Is there an holomorphic function? If that function exists, is it unique? I am solving a problem that asked me if exist an holomorphic function which satisfies only two condition. both equally:
$$ f\left(\frac{1}{\alpha n} \right)=0\ \ \ \ and\ \ \ f\left( \frac{1}{\alpha n+1}\right)=1$$
where $\alpha, n \in \mathbb{N}$ where $\alpha$ is unique
I think that I have to use Identity theorem for holomorphic function. Someone could help me with this? thanks for all.
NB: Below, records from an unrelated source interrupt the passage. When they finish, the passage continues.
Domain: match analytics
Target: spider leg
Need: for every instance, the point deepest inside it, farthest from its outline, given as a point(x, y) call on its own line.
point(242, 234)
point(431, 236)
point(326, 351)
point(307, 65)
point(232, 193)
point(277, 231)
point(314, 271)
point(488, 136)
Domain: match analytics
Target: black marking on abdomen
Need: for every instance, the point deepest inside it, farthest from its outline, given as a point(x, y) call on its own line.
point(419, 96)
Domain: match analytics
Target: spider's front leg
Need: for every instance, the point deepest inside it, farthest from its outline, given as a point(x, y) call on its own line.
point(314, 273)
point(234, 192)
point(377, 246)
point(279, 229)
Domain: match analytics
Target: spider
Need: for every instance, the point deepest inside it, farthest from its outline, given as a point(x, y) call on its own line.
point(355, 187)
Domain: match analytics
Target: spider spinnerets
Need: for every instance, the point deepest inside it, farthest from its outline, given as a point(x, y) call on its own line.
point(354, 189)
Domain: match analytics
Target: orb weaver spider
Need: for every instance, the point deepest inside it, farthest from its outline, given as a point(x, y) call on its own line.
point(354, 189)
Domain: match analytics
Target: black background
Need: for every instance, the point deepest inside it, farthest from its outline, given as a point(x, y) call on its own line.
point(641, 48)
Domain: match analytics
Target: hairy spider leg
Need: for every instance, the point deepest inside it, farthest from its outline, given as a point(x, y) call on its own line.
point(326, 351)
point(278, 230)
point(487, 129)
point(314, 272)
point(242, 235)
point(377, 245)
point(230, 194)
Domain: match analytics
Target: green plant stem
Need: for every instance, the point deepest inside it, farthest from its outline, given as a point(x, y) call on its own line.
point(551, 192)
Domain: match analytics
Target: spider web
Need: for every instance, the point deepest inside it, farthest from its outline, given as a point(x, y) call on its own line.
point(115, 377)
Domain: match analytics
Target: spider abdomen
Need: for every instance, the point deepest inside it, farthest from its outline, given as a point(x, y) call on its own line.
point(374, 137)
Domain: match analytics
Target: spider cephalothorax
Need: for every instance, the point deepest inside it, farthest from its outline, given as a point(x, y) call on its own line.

Note: I do not know if $f$ is or not holomorphic. (namely, I have to prove that exist, first, at least holomorphic function)
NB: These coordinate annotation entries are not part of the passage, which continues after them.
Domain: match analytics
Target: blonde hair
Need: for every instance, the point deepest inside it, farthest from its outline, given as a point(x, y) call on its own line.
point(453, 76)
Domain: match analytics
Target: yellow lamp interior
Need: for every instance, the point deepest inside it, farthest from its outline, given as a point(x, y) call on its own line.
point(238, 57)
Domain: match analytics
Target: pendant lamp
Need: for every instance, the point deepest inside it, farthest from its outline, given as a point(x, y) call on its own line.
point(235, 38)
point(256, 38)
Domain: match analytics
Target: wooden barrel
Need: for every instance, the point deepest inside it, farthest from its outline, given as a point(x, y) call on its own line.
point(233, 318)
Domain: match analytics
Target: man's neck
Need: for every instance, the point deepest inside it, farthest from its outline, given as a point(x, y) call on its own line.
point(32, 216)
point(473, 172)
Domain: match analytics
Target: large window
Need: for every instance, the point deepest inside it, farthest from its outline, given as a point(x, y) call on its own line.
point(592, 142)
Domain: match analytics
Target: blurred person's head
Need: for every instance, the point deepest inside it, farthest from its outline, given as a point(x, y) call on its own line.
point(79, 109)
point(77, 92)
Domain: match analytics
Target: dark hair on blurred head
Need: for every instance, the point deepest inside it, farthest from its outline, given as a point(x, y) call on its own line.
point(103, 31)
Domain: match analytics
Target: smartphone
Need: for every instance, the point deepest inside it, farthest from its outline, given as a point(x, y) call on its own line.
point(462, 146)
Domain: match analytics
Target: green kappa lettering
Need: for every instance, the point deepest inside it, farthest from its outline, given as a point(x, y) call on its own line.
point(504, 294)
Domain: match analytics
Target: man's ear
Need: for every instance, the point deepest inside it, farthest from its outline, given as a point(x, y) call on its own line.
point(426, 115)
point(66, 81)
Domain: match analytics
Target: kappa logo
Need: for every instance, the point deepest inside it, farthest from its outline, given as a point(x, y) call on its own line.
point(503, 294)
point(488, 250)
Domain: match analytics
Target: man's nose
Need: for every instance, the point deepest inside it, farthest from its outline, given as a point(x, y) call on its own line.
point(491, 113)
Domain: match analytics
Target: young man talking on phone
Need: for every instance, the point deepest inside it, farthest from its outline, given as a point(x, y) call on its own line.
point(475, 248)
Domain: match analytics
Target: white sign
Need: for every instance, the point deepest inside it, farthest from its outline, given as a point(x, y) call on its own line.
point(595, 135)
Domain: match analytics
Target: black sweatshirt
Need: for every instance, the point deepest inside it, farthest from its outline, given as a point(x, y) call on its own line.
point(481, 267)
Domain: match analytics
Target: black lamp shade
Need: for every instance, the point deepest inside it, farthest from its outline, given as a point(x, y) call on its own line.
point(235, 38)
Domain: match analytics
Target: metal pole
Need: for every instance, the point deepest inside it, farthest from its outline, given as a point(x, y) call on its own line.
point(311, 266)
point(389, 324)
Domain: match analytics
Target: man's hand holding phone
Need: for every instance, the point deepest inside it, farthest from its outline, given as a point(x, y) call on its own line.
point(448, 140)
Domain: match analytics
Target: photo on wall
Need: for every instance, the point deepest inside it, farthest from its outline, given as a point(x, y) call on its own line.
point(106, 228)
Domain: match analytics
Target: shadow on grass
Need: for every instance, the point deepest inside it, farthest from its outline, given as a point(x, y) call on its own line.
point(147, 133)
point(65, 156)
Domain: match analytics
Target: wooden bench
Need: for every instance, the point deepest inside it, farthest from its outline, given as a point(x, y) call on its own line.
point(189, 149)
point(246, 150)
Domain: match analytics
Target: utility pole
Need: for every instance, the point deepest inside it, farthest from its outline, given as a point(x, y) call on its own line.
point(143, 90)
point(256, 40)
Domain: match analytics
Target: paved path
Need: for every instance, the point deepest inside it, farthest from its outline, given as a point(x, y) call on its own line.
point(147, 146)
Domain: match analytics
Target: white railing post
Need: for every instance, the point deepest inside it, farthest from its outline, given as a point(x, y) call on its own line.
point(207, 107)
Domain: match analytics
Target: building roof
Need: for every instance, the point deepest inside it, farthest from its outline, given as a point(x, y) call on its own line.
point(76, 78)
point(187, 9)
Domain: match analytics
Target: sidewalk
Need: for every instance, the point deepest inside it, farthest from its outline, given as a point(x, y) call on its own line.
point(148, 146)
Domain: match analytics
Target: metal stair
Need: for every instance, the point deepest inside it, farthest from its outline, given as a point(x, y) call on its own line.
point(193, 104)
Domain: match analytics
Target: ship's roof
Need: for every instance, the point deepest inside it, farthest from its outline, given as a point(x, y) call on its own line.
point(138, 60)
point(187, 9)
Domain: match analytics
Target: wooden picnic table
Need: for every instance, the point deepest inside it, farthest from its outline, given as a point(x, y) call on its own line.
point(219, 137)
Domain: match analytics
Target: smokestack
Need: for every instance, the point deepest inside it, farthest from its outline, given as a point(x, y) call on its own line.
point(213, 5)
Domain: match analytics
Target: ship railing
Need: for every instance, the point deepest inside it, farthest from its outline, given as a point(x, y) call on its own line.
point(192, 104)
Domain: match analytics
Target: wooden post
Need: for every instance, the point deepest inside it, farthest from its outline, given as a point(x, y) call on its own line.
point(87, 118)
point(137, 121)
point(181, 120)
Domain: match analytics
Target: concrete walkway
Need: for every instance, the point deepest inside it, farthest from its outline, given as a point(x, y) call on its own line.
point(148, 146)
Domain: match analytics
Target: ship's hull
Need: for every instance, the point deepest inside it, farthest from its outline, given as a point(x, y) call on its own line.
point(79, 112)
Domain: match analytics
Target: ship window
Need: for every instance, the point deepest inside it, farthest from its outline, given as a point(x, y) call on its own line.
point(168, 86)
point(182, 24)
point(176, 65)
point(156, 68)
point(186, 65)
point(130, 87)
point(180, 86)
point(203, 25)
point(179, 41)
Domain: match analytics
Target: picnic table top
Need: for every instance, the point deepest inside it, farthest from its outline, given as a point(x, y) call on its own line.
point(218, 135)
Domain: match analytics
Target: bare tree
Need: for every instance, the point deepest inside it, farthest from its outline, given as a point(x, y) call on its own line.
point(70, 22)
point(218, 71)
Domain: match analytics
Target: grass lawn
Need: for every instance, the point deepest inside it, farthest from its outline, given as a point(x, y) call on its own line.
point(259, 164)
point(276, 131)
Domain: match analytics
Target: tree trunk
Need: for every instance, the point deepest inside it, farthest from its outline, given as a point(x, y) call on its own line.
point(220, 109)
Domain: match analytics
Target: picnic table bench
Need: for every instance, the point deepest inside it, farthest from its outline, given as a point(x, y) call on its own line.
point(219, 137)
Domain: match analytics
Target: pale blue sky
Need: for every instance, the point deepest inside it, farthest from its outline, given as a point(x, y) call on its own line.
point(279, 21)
 A: Depending on the domain of your function, either no such function exists or it does exist but is not unique.
If the domain is $\mathbb C$, then note that both $\lim_{n\to \infty}\frac{1}{\alpha n}=\lim_{n \to \infty}\frac{1}{\alpha n +1}=0$. So, since holomorphic functions are continuous, $f(0)=\lim_{n\to \infty} f(\frac{1}{\alpha n})=\lim_{n \to \infty}f(\frac{1}{\alpha n +1})$ must hold, but this statement is not compatible with the conditions given.
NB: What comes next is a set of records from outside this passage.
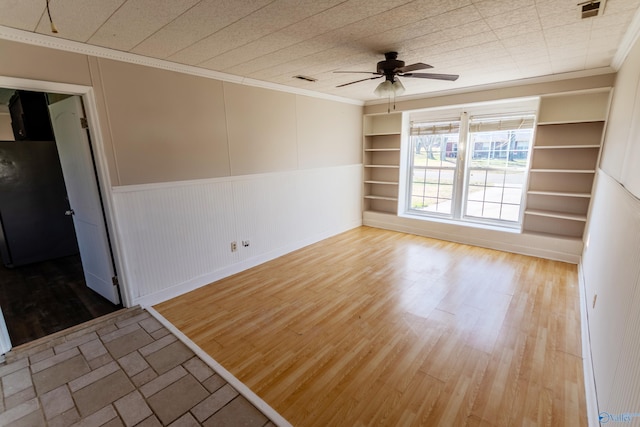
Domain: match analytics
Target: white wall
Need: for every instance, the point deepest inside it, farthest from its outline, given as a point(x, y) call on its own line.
point(176, 236)
point(611, 259)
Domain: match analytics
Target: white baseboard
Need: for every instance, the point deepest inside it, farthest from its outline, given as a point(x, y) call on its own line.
point(548, 247)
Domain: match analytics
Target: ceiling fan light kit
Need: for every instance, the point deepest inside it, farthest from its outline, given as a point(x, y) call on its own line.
point(388, 88)
point(392, 68)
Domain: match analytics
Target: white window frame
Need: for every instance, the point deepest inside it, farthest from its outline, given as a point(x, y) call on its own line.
point(463, 113)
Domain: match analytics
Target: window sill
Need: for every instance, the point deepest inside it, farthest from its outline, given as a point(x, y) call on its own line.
point(464, 223)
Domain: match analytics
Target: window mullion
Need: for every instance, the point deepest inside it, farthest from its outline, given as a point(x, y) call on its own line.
point(460, 189)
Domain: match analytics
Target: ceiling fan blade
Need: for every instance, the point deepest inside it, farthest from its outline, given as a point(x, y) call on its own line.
point(413, 67)
point(450, 77)
point(358, 81)
point(360, 72)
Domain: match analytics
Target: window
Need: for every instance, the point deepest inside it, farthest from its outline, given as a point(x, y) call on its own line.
point(470, 168)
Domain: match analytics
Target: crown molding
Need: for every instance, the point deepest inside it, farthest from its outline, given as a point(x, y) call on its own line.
point(50, 42)
point(502, 85)
point(628, 40)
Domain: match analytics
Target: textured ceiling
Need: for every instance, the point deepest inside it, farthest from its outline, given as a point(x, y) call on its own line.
point(485, 41)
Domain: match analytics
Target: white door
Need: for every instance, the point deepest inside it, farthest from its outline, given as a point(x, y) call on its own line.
point(82, 189)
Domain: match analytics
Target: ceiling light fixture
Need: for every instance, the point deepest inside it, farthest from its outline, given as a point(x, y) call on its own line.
point(389, 88)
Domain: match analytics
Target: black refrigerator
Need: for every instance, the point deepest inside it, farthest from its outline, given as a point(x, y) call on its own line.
point(33, 203)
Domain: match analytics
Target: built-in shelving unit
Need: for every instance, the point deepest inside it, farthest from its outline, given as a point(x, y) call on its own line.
point(563, 165)
point(381, 159)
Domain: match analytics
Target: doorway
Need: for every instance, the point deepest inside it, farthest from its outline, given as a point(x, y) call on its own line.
point(58, 288)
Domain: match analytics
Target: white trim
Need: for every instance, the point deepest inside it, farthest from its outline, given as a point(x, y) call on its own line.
point(554, 248)
point(591, 396)
point(50, 42)
point(134, 188)
point(628, 40)
point(5, 340)
point(198, 282)
point(500, 85)
point(245, 391)
point(89, 103)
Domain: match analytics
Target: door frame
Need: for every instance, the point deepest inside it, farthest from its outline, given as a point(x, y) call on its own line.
point(87, 95)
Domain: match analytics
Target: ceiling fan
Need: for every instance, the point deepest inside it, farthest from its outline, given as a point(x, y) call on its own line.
point(391, 68)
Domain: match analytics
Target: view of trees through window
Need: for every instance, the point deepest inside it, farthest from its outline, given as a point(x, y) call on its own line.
point(492, 169)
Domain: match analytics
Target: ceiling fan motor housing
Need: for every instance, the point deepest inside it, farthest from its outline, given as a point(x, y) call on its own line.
point(389, 65)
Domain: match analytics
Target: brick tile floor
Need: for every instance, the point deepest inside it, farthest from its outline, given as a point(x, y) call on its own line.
point(125, 369)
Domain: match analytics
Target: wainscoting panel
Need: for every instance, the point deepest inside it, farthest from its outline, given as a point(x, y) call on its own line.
point(611, 266)
point(176, 237)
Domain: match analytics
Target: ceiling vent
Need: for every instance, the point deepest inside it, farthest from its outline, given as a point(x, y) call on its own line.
point(305, 78)
point(591, 8)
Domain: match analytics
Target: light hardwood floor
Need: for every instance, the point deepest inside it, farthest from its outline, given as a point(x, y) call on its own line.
point(373, 327)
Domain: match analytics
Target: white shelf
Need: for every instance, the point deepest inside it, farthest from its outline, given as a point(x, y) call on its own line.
point(382, 134)
point(562, 147)
point(373, 197)
point(563, 170)
point(559, 215)
point(559, 193)
point(382, 182)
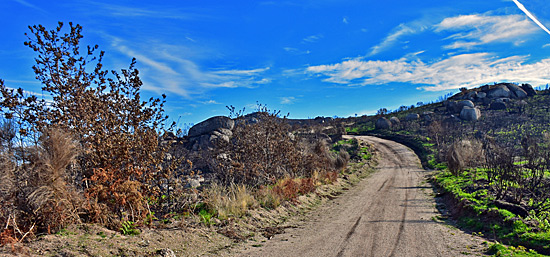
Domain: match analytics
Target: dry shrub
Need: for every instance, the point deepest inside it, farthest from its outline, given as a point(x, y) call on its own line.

If you have the domain be $\mathbb C - \{0\}$, then the situation is different.
Let $\alpha \in \mathbb N$. If $\alpha = 1$ the condition is obviously contradicts itself.
Otherwise
$$e^{i 2\pi z/\alpha}=\begin{cases}1 &z= \alpha n \\ e^{i2\pi/\alpha}\neq 1 &z=\alpha n +1 \end{cases}$$
So with
$$f(z):=\frac{1-e^{i 2 \pi z /\alpha}}{1-e^{i2\pi/\alpha}}$$
You have $f(\alpha n)= 0$ and $f(\alpha n +1) = 1$ and $f$ is holomorphic on $\mathbb C$.
As a consequence $f(\frac{1}{z})$ is a holomorphic function on $\mathbb C - \{0\}$ that satisfies the condition. Now note that $e^{2\pi i z}$ evaluates to $1$ whenver $z \in \mathbb N$. For that reason, adding $a (1-e^{i2\pi /z})$ for any number $a \in \mathbb{C}$ will also satisfy the condtion and the solution is not unique.